Roberto fue varias veces a Tansonville mientras yo estaba allí. Era muy diferente de como yo le había conocido. Su vida no le había engordado, no le había hecho lento como a monsieur de Charlus, al contrario: operando en él un cambio inverso, le dio el aspecto desenvuelto de un oficial de caballería -aunque presentó la dimisión cuando se casó-hasta un punto que nunca había tenido. A medida que monsieur de Charlus fue engordando, Roberto (claro que era mucho más joven, pero se notaba que, con la edad, se iría acercando más a este ideal), como ciertas mujeres que sacrifican resueltamente su cara a su tipo y, a partir de cierto momento, no salen de Marienbad (pensando que, ya que no pueden conservar a la vez varias juventudes, es la del tipo la que podrá representar mejor a las otras), se había vuelto más esbelto, más rápido, efecto contrario de un mismo vicio. Por otra parte, esta velocidad tenía diversas razones psicológicas: el temor de que le vieran, el deseo de que no se le notara este temor, la febrilidad que produce el descontento de sí mismo y el aburrimiento. Tenía la costumbre de ir a ciertos lugares de mala nota donde, como quería que no le vieran entrar ni salir, se colaba para ofrecer a las miradas malintencionadas de los transeúntes hipotéticos la menor superficie posible, como quien se lanza al asalto. Y le había quedado este movimiento de vendaval. Quizá también esquematizaba así la intrepidez aparente de quien quiere demostrar que no tiene miedo y no quiere tomarse tiempo para pensar. Para ser completo, habría que tener en cuenta el deseo, cuanto más envejecía, de parecer joven, y hasta la impaciencia de esos hombres siempre aburridos, siempre hastiados, que son las personas demasiado inteligentes para la vida relativamente ociosa que llevan y en la que no se realizan sus facultades. Desde luego, la ociosidad misma de estos hombres se puede traducir en indolencia. Pero, sobre todo, desde el favor de que gozan los ejercicios físicos, la ociosidad ha tomado una forma deportiva, aun fuera de las horas de deporte, y que se traduce ya no en indolencia, sino en una vivacidad febril que cree no dar tiempo ni lugar al aburrimiento para desarrollarse2.
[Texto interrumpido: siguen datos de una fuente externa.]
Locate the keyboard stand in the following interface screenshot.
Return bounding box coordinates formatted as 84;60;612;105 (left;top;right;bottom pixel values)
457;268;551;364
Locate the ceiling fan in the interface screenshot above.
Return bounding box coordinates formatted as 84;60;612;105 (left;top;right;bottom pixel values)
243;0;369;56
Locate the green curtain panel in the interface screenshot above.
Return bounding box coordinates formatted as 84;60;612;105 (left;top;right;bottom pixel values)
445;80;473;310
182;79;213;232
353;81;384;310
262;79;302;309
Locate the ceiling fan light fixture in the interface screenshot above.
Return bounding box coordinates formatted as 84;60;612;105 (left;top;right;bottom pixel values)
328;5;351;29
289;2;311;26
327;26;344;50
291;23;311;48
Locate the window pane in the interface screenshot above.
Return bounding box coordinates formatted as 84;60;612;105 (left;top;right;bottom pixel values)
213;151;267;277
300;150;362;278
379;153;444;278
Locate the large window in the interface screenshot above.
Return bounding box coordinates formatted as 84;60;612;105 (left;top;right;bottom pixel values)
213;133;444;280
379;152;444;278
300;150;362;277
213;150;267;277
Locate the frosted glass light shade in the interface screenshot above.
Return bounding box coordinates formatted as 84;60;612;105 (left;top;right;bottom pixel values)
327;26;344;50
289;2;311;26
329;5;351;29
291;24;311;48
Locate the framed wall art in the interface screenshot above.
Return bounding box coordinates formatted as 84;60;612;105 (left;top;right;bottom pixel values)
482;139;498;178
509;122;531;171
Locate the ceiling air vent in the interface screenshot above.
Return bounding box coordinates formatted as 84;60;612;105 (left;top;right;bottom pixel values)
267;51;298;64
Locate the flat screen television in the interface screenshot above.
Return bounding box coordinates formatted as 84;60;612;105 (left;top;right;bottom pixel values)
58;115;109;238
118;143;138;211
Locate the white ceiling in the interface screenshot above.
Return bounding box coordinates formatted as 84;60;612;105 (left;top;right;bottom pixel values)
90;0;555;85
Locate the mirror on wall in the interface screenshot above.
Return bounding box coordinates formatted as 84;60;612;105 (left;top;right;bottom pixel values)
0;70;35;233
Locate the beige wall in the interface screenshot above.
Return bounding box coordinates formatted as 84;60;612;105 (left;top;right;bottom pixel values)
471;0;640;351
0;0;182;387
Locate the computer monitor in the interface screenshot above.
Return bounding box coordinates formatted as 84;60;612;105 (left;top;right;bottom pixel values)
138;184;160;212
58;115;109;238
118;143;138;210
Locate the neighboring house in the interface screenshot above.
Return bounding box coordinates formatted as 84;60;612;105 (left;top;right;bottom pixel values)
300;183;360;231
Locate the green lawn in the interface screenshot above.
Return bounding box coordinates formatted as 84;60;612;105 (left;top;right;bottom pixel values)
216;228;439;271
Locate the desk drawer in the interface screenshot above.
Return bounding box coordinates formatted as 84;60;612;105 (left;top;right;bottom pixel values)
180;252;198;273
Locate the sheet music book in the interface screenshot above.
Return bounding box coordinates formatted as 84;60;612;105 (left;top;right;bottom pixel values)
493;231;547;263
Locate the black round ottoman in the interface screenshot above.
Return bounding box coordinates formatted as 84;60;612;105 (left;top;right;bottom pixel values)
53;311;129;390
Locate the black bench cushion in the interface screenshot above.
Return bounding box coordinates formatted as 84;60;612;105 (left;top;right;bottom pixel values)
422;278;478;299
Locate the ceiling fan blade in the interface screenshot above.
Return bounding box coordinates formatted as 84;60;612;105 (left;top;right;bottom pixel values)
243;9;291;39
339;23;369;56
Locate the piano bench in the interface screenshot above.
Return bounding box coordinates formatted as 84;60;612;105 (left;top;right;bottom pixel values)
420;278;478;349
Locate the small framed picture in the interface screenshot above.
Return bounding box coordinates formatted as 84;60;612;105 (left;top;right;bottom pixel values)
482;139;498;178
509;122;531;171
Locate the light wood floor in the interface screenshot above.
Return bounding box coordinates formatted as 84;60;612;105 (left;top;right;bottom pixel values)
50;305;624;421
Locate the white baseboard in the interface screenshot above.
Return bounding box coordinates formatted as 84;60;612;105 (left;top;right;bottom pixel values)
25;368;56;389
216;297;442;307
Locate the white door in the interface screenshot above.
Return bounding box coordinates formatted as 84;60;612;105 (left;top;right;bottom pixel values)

2 Mi memoria, la memoria involuntaria misma, había perdido el amor de Albertina, mas parece ser que hay una memoria involuntaria de los miembros, pálida y estéril imitación de la otra, que vive más tiempo, como ciertos animales o vegetales ininteligentes viven más tiempo que el hombre. Las piernas, los brazos están llenos de recuerdos entumecidos.
Una vez que dejé a Gilberta bastante temprano, me desperté a media noche en el cuarto de Tansonville, y todavía medio dormido llamé: «Albertina». No es que estuviera pensando en ella, ni soñando con ella, ni que la confundiese con Gilberta: es que una reminiscencia enclavada en mi brazo me hizo buscar detrás de mí la campanilla, como en mi cuarto de París. Y, al no encontrarla, llamé: «Albertina», creyendo que mi amiga difunta estaba acostada al lado mío, como solía ocurrir por la noche, y que dormíamos juntos, calculando, al despertar, el tiempo que tardaría Francisca en llegar, para que Albertina pudiera, sin imprudencia, tirar de la campanilla que yo no encontraba.